Veterans who had a VA loan before may still have “remaining entitlement” to use for another VA loan. The current amount of entitlement was much lower previously and has been increased by changes in the law. For example, a veteran who obtained a $25,000 loan in 1974 would have used$12,500 guaranty entitlement, the maximum then available. Even if that loan is not paid off, the veteran could use the difference between the $12,500 entitlement originally used and the current maximum to buy another home with VA financing.
Most lenders require that a combination of the guaranty entitlement and any cash down payment must equal at least 25 percent of the reasonable value or sales price of the property- whichever is less.
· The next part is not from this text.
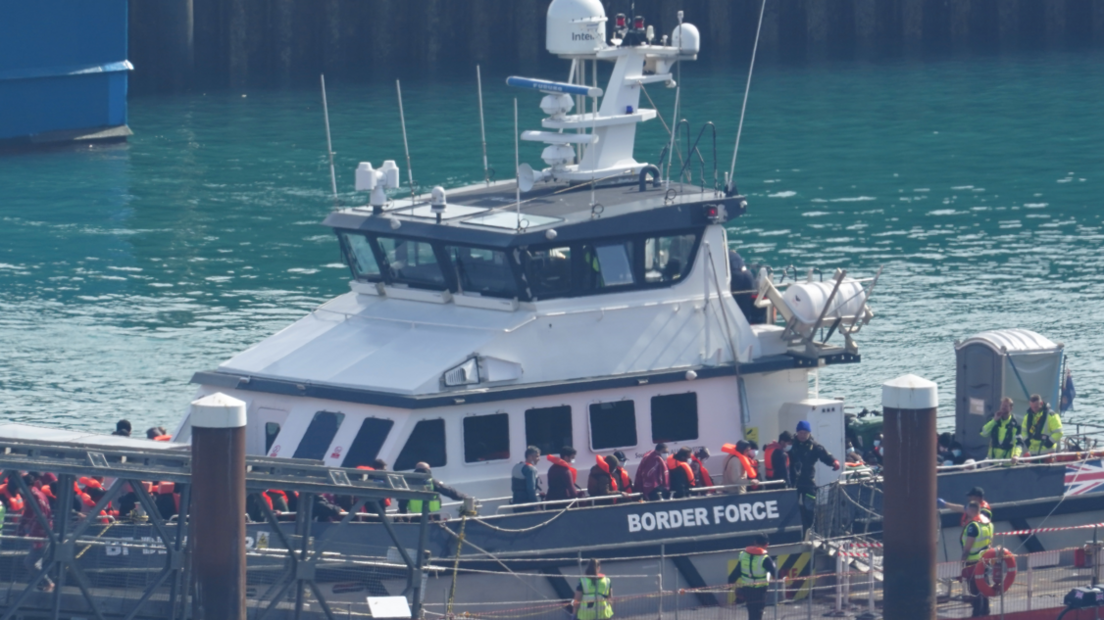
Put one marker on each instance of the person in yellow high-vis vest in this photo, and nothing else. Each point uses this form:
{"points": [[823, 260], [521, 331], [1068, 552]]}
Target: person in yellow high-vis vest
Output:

Thus, in the example, the veteran’s $23,500 remaining entitlement would meet a lender’s minimum guaranty requirement for a no down payment loan to buy a property valued at and selling for $94,000. The veteran could also combine a down payment with the remaining entitlement for a larger loan amount.
FHA LOANS
The Federal Housing Administration is one of the oldest and largest sources of mortgage assistance available to the general public. The Department of Housing and Urban Development (HUD) run this program.
FHA backed mortgages are the other type of government loans and are an outgrowth of policy in the interest of the public, with the view that the government should stimulate the economy in general and the housing industry in particular. FHA loans like VA loans can only be obtained through approved lenders.
Why are FHA loans so popular? Because they have liberal qualifying standards, low or even no down payments and even closing costs can be financed and added to the loan. There is no prepayment penalty. FHA loans made prior to February 4, 1988 are freely assumable by a new buyer when the house is sold. Loans made after December 15, 1989 may only be assumed by qualified owner-occupants and cannot be assumed by investors.
FHA loans have limits too. Recent housing appreciation has pushed up the limits on this year’s loan program by nearly 16 percent in the continental U.S.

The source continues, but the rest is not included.